Step 2: User-Friendly Error Messages

class TypeChecker {
  private formatType(type: Type): string {
    switch (type.kind) {
      case 'number': return 'Number';
      case 'string': return 'String';
      case 'function':
        const params = type.params.map(p => this.formatType(p)).join(', ');
        const ret = this.formatType(type.returns);
        return `(${params}) -> ${ret}`;
      case 'record':
        const fields = Object.entries(type.fields)
          .map(([k, v]) => `${k}: ${this.formatType(v)}`)
          .join(', ');
        return `{ ${fields} }`;
      case 'typevar':
        return `?${type.id}`;  // Show unresolved type variables
      default:
        return 'Unknown';
    }
  }
  
  reportError(message: string, location: SourceLocation, type1?: Type, type2?: Type) {
    let fullMessage = message;
    
    if (type1 && type2) {
      fullMessage += `\n  Expected: ${this.formatType(type1)}`;
      fullMessage += `\n  Found: ${this.formatType(type2)}`;
    }
    
    this.errors.push(new TypeError(fullMessage, location, type1, type2));
  }
}

Why: Good error messages help users fix their code quickly.
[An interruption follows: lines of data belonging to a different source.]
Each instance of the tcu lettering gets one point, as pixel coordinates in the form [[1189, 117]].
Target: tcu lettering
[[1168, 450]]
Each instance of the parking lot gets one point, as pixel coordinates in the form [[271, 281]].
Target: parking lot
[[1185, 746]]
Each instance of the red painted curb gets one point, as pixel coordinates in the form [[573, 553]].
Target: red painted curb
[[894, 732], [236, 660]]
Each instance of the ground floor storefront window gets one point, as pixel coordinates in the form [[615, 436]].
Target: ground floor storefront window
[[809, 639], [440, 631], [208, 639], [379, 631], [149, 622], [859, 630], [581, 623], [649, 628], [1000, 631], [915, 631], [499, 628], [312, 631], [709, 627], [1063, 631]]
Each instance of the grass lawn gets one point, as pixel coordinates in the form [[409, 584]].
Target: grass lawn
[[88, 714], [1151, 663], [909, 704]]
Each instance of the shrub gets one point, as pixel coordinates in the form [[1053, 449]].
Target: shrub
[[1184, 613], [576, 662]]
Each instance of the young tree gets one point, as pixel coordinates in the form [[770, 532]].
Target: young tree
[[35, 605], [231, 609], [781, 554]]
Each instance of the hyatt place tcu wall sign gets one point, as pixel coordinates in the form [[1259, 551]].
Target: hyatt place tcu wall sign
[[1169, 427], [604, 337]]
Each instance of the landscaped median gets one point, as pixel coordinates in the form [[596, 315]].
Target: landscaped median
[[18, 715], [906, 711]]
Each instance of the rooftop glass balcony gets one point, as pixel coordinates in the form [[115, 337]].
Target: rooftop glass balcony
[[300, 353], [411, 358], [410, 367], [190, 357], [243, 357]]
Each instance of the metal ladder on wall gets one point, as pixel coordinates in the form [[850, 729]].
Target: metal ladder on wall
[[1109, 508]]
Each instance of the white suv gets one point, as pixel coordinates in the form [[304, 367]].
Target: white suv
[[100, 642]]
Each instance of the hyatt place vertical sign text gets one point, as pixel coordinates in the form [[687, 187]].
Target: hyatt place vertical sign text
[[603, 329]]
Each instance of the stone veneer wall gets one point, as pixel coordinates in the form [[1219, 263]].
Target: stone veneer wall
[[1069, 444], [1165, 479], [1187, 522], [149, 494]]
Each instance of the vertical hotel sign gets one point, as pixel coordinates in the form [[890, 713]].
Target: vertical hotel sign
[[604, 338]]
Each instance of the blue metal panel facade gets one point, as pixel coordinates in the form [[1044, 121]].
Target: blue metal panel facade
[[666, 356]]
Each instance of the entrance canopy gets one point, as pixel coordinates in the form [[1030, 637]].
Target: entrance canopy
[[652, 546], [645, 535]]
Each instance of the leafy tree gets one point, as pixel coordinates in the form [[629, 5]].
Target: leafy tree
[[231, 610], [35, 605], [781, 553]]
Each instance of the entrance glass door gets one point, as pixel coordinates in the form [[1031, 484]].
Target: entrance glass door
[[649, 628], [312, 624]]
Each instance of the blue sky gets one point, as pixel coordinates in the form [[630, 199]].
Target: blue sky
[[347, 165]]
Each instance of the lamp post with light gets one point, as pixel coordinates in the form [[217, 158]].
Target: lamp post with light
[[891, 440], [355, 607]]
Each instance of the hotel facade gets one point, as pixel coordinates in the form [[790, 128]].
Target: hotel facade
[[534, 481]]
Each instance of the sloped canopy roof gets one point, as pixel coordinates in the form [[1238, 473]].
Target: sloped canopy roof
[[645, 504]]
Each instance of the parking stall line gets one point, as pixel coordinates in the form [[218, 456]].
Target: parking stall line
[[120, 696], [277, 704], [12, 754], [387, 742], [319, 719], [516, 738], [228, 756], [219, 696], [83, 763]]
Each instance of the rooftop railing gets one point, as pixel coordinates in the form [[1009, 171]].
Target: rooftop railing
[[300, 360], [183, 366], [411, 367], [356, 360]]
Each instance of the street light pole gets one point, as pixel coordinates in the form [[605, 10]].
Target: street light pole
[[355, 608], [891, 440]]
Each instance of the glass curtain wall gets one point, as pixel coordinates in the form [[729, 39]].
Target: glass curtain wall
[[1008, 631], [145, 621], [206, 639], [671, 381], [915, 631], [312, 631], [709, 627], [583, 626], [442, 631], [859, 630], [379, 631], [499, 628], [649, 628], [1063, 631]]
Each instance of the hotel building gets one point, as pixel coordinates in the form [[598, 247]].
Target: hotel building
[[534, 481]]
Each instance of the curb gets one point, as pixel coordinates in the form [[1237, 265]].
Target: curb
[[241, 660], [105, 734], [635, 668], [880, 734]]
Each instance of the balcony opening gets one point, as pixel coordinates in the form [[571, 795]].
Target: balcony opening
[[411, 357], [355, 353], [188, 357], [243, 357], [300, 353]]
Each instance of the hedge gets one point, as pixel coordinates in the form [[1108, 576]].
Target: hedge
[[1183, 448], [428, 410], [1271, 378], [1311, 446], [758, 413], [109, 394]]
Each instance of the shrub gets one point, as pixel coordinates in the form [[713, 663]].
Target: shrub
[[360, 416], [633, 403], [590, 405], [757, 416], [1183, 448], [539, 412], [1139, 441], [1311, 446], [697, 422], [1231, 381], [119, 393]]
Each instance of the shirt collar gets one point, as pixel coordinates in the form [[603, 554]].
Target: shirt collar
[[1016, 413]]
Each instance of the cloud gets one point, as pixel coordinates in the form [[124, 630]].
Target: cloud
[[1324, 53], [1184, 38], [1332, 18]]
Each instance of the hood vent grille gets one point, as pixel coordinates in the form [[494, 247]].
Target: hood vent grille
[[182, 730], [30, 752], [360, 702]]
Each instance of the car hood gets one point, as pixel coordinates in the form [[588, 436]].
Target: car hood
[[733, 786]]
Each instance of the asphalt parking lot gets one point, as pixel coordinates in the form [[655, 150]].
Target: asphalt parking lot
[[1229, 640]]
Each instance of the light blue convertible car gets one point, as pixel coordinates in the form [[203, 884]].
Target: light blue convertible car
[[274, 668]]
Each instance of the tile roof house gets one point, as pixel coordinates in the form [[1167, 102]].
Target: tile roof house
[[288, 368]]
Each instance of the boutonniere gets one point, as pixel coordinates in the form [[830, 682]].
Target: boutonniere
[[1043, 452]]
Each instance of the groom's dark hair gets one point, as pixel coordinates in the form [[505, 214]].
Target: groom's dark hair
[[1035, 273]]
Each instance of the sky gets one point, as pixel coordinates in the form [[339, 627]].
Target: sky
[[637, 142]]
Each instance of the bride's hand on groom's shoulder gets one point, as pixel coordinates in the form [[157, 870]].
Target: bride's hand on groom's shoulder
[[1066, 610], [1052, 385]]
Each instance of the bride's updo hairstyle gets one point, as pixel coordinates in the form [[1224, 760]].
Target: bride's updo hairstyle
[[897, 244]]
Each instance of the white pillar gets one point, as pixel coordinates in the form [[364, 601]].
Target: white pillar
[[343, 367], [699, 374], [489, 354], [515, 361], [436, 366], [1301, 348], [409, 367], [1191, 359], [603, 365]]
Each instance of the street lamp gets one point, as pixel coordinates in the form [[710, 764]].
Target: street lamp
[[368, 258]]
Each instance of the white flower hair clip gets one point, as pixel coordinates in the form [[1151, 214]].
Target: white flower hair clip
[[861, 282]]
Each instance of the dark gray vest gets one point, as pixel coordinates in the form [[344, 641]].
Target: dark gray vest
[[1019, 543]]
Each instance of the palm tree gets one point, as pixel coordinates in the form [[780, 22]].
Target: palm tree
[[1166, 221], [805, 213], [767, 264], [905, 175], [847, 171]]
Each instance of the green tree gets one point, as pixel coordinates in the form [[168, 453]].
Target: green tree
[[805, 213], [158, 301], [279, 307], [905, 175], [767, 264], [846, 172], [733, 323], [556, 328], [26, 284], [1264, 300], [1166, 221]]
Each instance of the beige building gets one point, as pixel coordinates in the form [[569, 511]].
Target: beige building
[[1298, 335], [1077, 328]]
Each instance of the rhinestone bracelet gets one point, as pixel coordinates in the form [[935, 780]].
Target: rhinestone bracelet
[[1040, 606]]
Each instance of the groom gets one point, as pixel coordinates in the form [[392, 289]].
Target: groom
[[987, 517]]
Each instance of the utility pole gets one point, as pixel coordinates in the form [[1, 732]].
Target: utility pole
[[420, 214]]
Integration with Existing Compiler

Step 1: Add Type Checking Phase

// compiler.ts
class Compiler {
  compile(source: string) {
    // 1. Parse
    const ast = parse(source);
    
    // 2. Type check
    const typeChecker = new TypeChecker();
    const typedAst = typeChecker.check(ast);
    
    if (typeChecker.hasErrors) {
      const errors = typeChecker.getErrors();
      throw new CompilationError('Type errors found', errors);
    }
    
    // 3. Generate code
    return generateJavaScript(typedAst);
  }
}

Step 2: Update AST with Type Information

interface TypedExpression extends Expression {
  inferredType?: Type;
}

class TypeChecker {
  check(ast: Program): TypedProgram {
    // Decorate AST nodes with type information
    const typedAst = this.decorateWithTypes(ast);
    
    // Run type checking
    this.checkProgram(typedAst);
    
    return typedAst;
  }
}

Why: Type-decorated ASTs enable type-driven code generation optimizations.

Implementation Order

  1. Basic type system: Start with simple types (number, string)
  2. Function types: Add function type checking
  3. Type environment: Implement scoping
  4. Error handling: Create error reporting system
  5. Record types: Add structural typing
  6. Type inference: Implement unification
  7. Integration: Connect to existing compiler

Testing Strategy

  1. Unit tests: Test each type checking component
  2. Integration tests: Test full programs
  3. Error tests: Verify error messages
  4. Regression tests: Prevent reintroduction of bugs

Example test:

describe('TypeChecker', () => {
  it('detects type mismatches in function calls', () => {
    const source = `
      function add(x: Number, y: Number): Number {
        return x + y;
      }
      
      add("hello", 42);  // Should error
    `;
    
    const checker = new TypeChecker();
    const result = checker.check(parse(source));
    
    expect(checker.hasErrors).toBe(true);
    expect(checker.getErrors()[0].message).toContain('Type mismatch');
  });
});

Common Pitfalls and Solutions

  1. Circular type references: Use occurs check in unification
  2. Scope confusion: Carefully track environment changes
  3. Performance issues: Cache type checking results
  4. Error explosion: Implement error recovery
  5. Type variable conflicts: Use fresh variables

Advanced Topics for Future Work

  1. Generic types: Parametric polymorphism
  2. Type aliases: Named types for better errors
  3. Recursive types: For tree structures
  4. Gradual typing: Mix typed and untyped code
  5. Type guards: Refine types in conditionals

This guide provides a foundation for implementing a type system in JoeML. Start with the basics and incrementally add features as needed.